By then it’s damn near too late as almost the entire base has been taken over, save one cocky young chopper pilot, with whom Marti had made out earlier (Billy Wirth, The Lost Boys).

Body Snatchers isn’t a terrible movie, and as I watched it this second time, I kept wondering why I hated it so much the first time. It’s not a GREAT movie, but it works. The plot feels pretty tight, the paranoia seeps deep into your subconscious until you suspect EVERYONE of being a pod person, even Marti in the few shots where you know she’s not. Yet.

R. Lee Ermey and Forrest Whitaker both make appearances and, even though their collective screen time probably amounts to no more than 10 minutes, they’re both excellent here. Billy Wirth finally gets a role where he’s not set dressing and actually has more than a line or two. And there’s 23-year-old Gabrielle Anwar playing a 17- or 18-year-old teen. I totally bought her in this movie. I bought her character, I bought her dialogue, everything. I was even fooled into thinking she really was that young when she made this movie until I looked it up and saw she had been much older than I thought.

Hell, all told I should have really dug this movie all along. But there’s that ending. What a waste of film the ending to this movie was. You could lay blame for writing it on any of the guys who came up with the story, Raymond Cistheri or Larry Cohen, or you can blame one of the actual screenwriters, Stuart Gordon, Dennis Paoli, or Nicholas St. John. Or you can blame director Abel Ferrara for filming it in the first place and not recognizing how terrible it was.
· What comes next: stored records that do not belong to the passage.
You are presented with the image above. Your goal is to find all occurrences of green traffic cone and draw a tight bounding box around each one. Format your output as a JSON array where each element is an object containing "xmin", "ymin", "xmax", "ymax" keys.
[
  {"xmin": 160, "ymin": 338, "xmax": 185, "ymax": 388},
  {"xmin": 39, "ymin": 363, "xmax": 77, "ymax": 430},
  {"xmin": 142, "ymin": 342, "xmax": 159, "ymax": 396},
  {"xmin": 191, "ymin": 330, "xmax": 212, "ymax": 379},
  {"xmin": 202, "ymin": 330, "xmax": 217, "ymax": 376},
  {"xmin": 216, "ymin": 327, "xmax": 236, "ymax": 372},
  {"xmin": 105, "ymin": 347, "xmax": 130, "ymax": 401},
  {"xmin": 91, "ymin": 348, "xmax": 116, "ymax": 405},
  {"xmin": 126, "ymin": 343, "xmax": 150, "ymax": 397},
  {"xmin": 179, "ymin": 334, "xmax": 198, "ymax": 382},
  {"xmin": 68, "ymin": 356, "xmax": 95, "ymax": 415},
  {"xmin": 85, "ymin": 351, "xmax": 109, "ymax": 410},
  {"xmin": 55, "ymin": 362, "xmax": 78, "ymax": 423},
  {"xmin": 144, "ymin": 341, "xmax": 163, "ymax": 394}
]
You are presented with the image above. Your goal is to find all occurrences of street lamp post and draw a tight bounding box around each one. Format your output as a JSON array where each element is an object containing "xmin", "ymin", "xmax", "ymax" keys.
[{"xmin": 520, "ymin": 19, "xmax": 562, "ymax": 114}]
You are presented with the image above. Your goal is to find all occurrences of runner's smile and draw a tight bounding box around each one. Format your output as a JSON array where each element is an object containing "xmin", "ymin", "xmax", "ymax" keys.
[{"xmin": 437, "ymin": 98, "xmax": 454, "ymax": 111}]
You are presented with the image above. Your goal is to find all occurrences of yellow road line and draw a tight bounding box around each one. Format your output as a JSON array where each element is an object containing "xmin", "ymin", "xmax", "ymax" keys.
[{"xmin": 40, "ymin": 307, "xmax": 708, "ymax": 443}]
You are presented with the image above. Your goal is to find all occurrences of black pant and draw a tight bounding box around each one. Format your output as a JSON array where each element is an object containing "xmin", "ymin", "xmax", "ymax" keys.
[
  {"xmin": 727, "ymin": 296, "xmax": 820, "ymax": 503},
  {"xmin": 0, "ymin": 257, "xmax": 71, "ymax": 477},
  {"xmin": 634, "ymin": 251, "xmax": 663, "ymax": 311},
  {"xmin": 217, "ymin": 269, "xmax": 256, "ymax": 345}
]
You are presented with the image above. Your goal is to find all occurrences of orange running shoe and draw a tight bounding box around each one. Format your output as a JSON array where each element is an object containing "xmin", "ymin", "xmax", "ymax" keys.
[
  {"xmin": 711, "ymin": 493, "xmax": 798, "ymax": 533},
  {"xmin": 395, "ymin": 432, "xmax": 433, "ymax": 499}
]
Wherever it falls, it’s a simple fact that for as interesting and watchable as the bulk of Body Snatchers was, that ending tanked hard and left nothing but a bad taste and fond memories of the ‘78 version’s terrific ending.

I still love the idea of this story, and I will, for a change, be able to look back on this movie and not recall it as the terrible suckfest I thought it was for 20 years. It’s still not a fantastic movie, but it’s got some great things going for it and other than those last few minutes, I have no problem recommending it.